Le départ des diplomates français du Burkina Faso ainsi que le rappel des représentants burkinabè en France s’inscrivent dans une démarche préétablie, suivant les directives émises par Ouagadougou. Le 26 juin dernier, le gouvernement du capitaine Ibrahim Traoré avait officiellement déclaré la fin des relations diplomatiques avec la France, reprochant à Paris un «activisme incessant» jugé hostile aux intérêts nationaux et un soutien présumé à des groupes subversifs.
En réponse à cette déclaration, le chargé d’affaires burkinabè à Paris a été convoqué par le ministère des Affaires étrangères français.
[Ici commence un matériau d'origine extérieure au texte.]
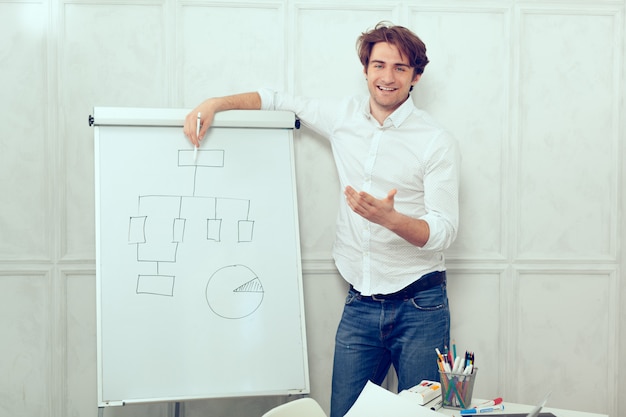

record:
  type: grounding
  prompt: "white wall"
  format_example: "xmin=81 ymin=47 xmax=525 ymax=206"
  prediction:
xmin=0 ymin=1 xmax=623 ymax=417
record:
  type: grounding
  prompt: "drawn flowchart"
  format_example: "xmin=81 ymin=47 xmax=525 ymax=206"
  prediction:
xmin=126 ymin=148 xmax=264 ymax=318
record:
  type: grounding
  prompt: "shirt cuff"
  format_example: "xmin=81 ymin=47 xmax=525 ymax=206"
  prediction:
xmin=257 ymin=88 xmax=276 ymax=111
xmin=420 ymin=214 xmax=456 ymax=251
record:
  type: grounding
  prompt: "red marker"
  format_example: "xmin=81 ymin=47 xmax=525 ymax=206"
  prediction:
xmin=475 ymin=398 xmax=503 ymax=408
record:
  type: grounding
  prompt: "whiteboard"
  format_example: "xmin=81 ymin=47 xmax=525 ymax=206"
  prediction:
xmin=93 ymin=107 xmax=309 ymax=406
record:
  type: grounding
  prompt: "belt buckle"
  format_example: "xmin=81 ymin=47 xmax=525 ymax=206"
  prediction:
xmin=372 ymin=291 xmax=407 ymax=301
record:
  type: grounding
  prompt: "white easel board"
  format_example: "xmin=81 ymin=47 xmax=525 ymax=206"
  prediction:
xmin=93 ymin=107 xmax=309 ymax=406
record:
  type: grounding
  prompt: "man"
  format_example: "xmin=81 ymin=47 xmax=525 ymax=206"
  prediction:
xmin=184 ymin=22 xmax=460 ymax=417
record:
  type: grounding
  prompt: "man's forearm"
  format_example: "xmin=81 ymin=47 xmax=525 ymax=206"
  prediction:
xmin=208 ymin=91 xmax=262 ymax=113
xmin=385 ymin=212 xmax=430 ymax=248
xmin=185 ymin=92 xmax=262 ymax=145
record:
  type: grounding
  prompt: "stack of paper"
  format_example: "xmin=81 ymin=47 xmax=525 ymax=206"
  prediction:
xmin=344 ymin=381 xmax=447 ymax=417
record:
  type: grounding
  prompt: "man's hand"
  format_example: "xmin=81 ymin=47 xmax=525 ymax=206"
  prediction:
xmin=344 ymin=186 xmax=398 ymax=227
xmin=183 ymin=99 xmax=217 ymax=147
xmin=182 ymin=92 xmax=262 ymax=147
xmin=344 ymin=185 xmax=430 ymax=247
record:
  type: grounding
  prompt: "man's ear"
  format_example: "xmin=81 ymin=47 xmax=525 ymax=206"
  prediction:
xmin=412 ymin=73 xmax=422 ymax=86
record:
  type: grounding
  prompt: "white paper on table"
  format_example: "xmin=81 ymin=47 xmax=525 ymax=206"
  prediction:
xmin=343 ymin=381 xmax=448 ymax=417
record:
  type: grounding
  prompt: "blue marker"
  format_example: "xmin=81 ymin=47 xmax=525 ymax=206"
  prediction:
xmin=460 ymin=404 xmax=504 ymax=415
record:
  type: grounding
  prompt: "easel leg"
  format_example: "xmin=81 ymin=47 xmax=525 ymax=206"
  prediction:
xmin=174 ymin=401 xmax=183 ymax=417
xmin=98 ymin=407 xmax=104 ymax=417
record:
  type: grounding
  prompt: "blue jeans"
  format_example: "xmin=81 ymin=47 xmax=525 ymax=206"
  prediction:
xmin=330 ymin=277 xmax=450 ymax=417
Les autorités françaises ont alors notifié, par principe de réciprocité, que le personnel diplomatique burkinabè devait également quitter le territoire français dans un délai de sept jours, échéant ce lundi soir.
Les accusations formulées par Ouagadougou, selon lesquelles la France apporterait son soutien à des organisations terroristes, ont été catégoriquement réfutées par Paris, qui les a qualifiées d’allégations «complètement fausses». Le ministère français a par ailleurs réaffirmé sa «ferme condamnation de toutes les attaques terroristes» et son «plein soutien aux populations, premières victimes de la crise actuelle».
Cette décision de rupture diplomatique s’inscrit dans un contexte plus large, faisant suite au retrait des contingents militaires français du Burkina Faso, au rappel de l’ambassadeur de France en poste à Ouagadougou, et au renforcement des liens entre les autorités burkinabè et de nouveaux partenaires internationaux, dont la Russie.